Birtakım muhafazakârın da olduğu gibi Kral Emanullah’ın seri reformlarından rahatsız olan Habibullah Kalakani’nin öncülük ettiği isyanın İngilizler tarafından teşvik edildiği söyleniyor. İlginçtir ki, Afganistan Nakşibendi sufi tarikatının lideri olan Nur el- Maşayik Müceddidi hazretleri aktif bir şekilde krala karşı olan isyana yardım ediyordu.

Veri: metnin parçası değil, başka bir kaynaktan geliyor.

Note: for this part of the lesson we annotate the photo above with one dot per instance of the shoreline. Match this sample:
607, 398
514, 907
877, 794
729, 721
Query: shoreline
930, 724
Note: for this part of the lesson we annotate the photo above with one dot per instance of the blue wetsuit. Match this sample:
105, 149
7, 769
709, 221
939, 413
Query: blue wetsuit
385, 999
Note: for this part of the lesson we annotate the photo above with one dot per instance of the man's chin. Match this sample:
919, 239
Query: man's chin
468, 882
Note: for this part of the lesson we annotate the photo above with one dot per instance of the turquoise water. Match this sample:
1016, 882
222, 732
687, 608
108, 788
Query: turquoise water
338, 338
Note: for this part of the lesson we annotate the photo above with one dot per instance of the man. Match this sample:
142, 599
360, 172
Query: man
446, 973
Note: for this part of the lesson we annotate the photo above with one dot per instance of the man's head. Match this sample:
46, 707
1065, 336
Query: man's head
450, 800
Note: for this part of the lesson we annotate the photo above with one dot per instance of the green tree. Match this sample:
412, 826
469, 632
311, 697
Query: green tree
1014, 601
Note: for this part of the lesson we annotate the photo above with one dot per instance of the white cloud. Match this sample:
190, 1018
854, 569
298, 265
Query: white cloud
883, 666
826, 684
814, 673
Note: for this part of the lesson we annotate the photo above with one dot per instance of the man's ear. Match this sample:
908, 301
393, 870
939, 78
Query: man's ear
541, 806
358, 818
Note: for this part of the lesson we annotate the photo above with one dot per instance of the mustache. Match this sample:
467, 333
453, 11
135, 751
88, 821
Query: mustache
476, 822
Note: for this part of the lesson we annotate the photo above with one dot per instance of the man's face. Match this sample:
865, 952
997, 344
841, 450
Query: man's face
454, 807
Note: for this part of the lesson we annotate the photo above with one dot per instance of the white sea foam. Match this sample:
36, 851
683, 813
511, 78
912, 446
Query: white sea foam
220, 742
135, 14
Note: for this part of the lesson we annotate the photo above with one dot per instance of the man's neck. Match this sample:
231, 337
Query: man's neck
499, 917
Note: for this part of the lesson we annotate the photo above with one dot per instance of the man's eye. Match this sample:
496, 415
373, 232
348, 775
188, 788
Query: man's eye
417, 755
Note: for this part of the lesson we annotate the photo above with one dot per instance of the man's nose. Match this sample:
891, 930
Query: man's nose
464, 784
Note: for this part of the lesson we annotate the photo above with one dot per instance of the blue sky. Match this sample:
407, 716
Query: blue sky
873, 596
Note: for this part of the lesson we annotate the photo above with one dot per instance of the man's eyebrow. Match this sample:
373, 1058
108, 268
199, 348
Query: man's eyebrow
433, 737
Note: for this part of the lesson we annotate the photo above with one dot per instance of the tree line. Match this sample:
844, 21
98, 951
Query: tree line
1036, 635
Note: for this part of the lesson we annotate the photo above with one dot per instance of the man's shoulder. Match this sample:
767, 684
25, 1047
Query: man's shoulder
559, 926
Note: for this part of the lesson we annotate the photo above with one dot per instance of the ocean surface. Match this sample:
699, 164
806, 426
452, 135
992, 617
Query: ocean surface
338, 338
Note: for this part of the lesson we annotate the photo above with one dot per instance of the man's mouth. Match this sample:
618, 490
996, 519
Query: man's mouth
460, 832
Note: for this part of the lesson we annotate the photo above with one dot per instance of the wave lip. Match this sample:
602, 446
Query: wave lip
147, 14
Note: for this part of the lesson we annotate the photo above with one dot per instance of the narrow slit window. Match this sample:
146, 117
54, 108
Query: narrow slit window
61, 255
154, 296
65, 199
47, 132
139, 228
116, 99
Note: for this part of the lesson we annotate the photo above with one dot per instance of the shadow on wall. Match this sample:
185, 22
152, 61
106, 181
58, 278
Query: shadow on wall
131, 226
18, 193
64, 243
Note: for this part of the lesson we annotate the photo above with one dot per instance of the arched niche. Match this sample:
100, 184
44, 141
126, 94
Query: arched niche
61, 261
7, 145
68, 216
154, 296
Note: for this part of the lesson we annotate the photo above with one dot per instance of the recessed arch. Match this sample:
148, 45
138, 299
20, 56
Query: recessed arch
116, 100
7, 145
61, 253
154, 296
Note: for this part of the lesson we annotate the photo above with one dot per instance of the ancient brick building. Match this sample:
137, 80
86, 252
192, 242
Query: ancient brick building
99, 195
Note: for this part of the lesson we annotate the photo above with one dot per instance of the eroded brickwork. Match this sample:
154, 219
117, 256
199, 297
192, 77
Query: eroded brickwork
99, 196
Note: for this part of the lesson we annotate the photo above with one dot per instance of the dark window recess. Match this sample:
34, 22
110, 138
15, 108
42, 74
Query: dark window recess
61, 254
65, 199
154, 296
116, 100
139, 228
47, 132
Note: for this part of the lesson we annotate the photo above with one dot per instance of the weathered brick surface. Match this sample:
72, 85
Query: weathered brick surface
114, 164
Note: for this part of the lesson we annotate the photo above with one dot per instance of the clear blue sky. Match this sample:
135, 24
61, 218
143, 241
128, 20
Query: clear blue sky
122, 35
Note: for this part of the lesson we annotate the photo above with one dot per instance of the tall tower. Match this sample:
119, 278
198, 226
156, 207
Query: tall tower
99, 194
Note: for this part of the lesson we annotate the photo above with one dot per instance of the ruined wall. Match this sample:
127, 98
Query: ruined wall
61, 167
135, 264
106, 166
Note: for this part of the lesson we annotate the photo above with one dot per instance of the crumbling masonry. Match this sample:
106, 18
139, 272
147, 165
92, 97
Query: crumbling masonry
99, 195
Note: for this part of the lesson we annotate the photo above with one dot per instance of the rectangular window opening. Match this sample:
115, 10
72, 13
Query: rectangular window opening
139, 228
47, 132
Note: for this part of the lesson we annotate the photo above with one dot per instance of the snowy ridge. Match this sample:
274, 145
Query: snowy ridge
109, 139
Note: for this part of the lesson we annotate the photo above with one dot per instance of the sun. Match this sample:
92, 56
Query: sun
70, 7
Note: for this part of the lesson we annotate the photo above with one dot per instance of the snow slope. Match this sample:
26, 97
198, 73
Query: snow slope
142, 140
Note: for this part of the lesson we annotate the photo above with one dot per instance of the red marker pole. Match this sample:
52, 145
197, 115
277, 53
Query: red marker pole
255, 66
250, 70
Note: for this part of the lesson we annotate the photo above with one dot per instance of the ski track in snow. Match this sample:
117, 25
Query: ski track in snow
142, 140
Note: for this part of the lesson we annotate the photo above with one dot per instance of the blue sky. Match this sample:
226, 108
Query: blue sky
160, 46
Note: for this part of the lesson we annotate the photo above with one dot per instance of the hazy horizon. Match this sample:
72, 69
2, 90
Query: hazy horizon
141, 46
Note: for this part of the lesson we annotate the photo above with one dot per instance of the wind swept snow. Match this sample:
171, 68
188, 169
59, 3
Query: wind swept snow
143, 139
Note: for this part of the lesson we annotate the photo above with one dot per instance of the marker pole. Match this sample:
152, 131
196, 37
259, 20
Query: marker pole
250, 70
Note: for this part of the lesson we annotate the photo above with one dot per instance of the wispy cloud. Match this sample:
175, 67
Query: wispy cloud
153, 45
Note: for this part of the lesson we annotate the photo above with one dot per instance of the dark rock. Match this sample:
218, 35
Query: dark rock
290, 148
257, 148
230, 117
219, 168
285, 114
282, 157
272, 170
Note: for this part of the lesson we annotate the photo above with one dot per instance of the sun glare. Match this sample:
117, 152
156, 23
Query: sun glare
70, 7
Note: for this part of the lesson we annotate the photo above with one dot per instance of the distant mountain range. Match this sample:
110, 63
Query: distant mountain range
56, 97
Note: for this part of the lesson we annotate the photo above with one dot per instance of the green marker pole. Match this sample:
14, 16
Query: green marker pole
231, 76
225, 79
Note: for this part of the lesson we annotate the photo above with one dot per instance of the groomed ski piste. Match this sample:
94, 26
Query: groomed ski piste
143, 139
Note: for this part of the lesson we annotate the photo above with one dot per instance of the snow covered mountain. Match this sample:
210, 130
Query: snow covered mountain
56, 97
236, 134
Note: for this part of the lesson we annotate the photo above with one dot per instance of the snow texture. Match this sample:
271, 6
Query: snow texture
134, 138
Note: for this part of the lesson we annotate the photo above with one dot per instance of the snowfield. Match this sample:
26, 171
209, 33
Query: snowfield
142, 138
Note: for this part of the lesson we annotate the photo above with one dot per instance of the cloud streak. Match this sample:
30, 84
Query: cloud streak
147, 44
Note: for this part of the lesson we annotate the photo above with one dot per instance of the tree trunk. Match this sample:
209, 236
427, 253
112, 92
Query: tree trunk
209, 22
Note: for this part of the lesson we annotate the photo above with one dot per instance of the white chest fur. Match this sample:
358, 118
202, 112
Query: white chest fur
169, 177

Tarih boyunca, Sufizm Afgan siyasetiyle iç içeydi. Modern Afganistan’ın kurucusu Şeyh Ahmed Durani’nin başına bir sufi türbesinde buğdaydan taç koyan bir sufi dervişin hikâyesinin Durani kralının meşruiyetini onayladığı söyleniyor. Nur el-Maşeyik hazretlerinin Afganistan’ın son hükümdarı Zahir şah’ın (hüküm yılları 1933-73) başına tören türbanını koymasından sonra kral ilan edildi.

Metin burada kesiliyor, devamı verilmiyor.